Gerçekleşecek COP26 iklim kriziyle mücadele için büyük bir adım olacağı belirtiliyor. Çünkü zirve, ülkelerin sera gazı emisyonlarını azaltma ve küresel ısıtmayı sınırlama taahhütlerinde bulunduğu Paris Anlaşması’nın beş yıl sonrasında gerçekleşecek. Yani ülkeler bir sonraki zirvenin öncesinde yenilenmiş ve geliştirilmiş iklim taahhütlerini sunmaları gerekiyor.

 

 

Koronavirüs 86 milyon çocuğu yoksulluğa itti

Uluslararası yardım kuruluşları UNICEF ile Save the Children yeni tip koronavirüs (Covid-19) salgını  nedeniyle 86 milyon çocuğun daha yoksulluğa itildiğini açıkladı.

İki kurum tarafından yürütülen araştırmanın sonuçlarına göre bu süreçte yoksulluk içinde yaşayan çocukların sayısı yüzde 15 oranında arttı.

Sayı 672 milyona yükselebilir

Yıl sonuna kadar düşük ve orta düzeyde gelire sahip ülkelerde ulusal yoksulluk sınırının altında yaşayan çocukların sayısının 672 milyona yükseleceği tahmin ediliyor.

Yoksulluk içinde büyüyen çocukların üçte ikisi Afrika’nın Sahara Altı ve Güney Asya ülkelerinde yaşıyor.

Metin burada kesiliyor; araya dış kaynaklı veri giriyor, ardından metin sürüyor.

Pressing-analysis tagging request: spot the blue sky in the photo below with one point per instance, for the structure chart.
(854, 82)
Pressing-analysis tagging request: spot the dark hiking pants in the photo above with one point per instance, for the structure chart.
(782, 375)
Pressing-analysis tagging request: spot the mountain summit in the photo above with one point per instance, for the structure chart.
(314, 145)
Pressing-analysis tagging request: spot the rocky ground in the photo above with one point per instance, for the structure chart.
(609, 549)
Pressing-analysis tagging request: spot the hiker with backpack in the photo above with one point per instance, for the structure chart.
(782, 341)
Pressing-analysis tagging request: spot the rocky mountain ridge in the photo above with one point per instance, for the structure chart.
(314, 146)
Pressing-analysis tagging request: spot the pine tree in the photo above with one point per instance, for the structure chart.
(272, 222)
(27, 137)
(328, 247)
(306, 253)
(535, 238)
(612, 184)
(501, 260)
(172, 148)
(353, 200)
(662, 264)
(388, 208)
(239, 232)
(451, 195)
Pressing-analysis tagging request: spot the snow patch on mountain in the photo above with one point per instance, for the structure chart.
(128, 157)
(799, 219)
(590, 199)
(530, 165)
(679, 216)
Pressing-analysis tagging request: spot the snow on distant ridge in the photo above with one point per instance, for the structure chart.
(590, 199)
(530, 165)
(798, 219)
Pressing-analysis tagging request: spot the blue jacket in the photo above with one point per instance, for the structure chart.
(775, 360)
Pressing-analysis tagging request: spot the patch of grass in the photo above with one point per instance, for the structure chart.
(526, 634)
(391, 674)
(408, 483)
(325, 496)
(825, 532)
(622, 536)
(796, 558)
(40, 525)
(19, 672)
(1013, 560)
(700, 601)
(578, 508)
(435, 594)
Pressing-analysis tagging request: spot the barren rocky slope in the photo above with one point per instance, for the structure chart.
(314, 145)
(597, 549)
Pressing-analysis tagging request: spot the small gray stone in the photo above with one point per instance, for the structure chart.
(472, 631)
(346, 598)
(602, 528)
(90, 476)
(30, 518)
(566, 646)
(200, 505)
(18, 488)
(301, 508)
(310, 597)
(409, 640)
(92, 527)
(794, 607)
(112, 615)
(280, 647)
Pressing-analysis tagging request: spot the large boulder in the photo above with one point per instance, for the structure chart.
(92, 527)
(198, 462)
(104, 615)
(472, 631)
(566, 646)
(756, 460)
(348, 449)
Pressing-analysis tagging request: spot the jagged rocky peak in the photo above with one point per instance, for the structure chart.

Yoksulluk artışının ise en çok Avrupa ve Orta Asya ülkelerinde görüldüğü belirtiliyor. Kurumlar, bu ülkelerde yoksul çocuk sayısında yüzde 44’e varan artış kaydedildiğini duyurdu.

‘Birçok ailenin geçimini gasp etti’

UNICEF İcra Direktörü Henrietta Fore pandeminin “eşi benzeri olmayan ekonomik ve sosyal bir krize yol açtığını ve dünya çapında birçok ailenin geçimini gasp ettiğini” söyledi.

Fore ailelerin içine düştüğü mali darlığın, yıllardır çocuk yoksulluğuna karşı verilen mücadelenin kazanımlarını ortadan kaldırdığını belirtti. Fore ayrıca hükümetlere çocuk yoksulluğundaki artışa karşı kararlı bir biçimde mücadele etme çağrısı yaptı.